Just what is a Biofilm? A biofilm is a complex structure of bacteria living as a community within a sticky slime layer of their own making. Biofilms can attach to any surface that stays wet. Biofilms are a developmental process, and as the sticky polymers that produce the slime attach to a surface and build up, their appearance under magnification resemble microscopic mushrooms and streamers. Biofilms are a water issue because such films support accumulation of bacterial colonies and can result in a mat capable of causing pipe corrosion or clogging problems. Bacteria biofilms within water distribution systems are somewhat protected from low level disinfection methods, so they can cause a number of water quality problems, depending on the type of bacteria cultures present in the biofilm. Biofilms pose a variety of health risks in a water distribution system.
Pseudomonas aeruginosa is one opportunistic pathogen known to produce biofilms and it can cause animal disease. If chunks of this type of biofilm break loose and move into water supply pipelines, health officials will see the affect. Nitrification within a water distribution system is caused by biofilms. The nitrifying bacteria within such biofilms can oxidize residual ammonia left over from chloramination to produce nitrate and nitrite in the treated water as it moves through a distribution system. A higher nitrate level at the tap than that in the raw water source, especially in a system using chloramines for disinfection, is a good indicator of biofilm induced nitrification within the distribution system.

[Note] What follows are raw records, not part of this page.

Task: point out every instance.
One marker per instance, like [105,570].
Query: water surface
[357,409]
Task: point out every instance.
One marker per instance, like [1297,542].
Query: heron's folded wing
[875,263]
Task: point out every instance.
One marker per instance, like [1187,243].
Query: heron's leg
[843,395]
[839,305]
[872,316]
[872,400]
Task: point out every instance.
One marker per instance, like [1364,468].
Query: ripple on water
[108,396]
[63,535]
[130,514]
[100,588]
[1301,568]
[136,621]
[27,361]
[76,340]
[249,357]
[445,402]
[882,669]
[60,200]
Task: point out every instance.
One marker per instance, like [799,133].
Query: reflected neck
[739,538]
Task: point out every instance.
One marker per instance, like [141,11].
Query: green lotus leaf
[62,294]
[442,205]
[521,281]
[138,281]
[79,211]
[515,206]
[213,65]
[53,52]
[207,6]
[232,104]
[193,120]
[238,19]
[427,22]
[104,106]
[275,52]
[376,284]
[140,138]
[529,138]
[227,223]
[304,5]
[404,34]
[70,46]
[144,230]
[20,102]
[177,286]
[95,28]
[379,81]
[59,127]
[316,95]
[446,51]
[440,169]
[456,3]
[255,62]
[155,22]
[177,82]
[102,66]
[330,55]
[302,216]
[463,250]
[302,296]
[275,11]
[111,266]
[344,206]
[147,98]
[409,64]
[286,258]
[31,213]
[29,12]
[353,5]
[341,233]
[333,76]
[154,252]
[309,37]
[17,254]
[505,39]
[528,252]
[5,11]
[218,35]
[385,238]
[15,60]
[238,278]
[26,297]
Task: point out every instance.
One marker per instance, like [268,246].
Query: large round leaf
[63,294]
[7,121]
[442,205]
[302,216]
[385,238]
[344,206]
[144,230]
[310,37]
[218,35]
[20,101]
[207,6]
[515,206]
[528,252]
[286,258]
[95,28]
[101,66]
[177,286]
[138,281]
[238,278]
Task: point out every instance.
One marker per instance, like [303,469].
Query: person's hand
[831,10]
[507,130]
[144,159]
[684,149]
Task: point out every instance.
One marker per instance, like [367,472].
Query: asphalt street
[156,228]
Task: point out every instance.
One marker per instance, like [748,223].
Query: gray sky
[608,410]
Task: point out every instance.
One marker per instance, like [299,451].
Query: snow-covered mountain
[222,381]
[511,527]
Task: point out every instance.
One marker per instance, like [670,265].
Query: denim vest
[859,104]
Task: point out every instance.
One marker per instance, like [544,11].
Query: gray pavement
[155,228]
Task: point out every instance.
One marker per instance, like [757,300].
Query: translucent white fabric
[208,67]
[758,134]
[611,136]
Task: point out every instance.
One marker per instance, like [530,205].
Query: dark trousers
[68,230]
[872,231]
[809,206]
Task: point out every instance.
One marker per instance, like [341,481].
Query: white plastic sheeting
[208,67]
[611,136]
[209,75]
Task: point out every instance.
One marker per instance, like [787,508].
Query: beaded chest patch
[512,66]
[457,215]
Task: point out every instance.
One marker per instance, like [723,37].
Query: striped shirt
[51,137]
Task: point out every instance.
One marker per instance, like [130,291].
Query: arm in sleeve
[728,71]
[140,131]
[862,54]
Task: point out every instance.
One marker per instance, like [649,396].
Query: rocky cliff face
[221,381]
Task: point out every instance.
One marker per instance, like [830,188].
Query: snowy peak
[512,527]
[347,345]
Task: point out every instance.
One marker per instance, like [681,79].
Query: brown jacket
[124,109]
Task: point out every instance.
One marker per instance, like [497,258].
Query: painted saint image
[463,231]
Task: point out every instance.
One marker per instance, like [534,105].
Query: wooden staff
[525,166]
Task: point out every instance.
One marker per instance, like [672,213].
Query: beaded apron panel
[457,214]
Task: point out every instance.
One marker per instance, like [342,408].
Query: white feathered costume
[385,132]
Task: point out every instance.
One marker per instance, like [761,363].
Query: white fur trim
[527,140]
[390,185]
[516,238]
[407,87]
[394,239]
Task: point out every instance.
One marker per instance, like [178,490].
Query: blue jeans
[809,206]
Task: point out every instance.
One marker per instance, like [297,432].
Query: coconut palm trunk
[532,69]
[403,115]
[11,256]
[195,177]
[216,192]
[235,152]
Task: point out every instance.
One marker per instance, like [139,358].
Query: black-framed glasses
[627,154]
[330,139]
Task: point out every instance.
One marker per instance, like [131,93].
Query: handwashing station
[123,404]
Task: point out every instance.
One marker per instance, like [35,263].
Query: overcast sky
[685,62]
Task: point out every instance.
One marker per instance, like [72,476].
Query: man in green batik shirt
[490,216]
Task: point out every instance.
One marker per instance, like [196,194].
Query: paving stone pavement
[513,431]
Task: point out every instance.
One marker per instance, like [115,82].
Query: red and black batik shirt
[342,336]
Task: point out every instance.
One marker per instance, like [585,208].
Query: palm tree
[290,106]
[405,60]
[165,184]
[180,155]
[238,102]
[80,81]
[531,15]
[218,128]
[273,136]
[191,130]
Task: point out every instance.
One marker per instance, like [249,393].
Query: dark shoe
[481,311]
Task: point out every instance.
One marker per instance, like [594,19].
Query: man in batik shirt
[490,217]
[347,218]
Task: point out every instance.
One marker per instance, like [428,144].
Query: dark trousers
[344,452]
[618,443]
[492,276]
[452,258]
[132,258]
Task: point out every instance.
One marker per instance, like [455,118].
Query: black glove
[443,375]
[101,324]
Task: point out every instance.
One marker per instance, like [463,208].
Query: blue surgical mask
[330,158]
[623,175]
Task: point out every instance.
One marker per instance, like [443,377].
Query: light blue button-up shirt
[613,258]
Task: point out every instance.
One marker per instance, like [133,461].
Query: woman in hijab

At one time biofilms were believed to be simple biomass clusters of a single bacterium. However, research in the 1990s has found that biofilms can contain more than one species of bacteria. These bacterial colonies have also been found to be much more complex structures than originally thought, sometimes containing voids, channels, cavities, pores and filaments with bacterial cells arranged in clusters or layers. These interstitial voids allow for good mass transfer within the biofilms, making exchange of substrate and products between the water phase and the bacterial cultures possible. There may be synergistic relationships, yet to be discovered, between different bacteria species within the same biofilm.
Finally, there are a number of microbial processes, which occur as the result of biofilms on surfaces and have beneficial industrial and environmental applications. Some examples include biomineralization to help recover precious metals from wastewater, bioremediation of hazardous waste sites, biofiltering of industrial water, and forming biobarriers to protect soil and ground water from contamination.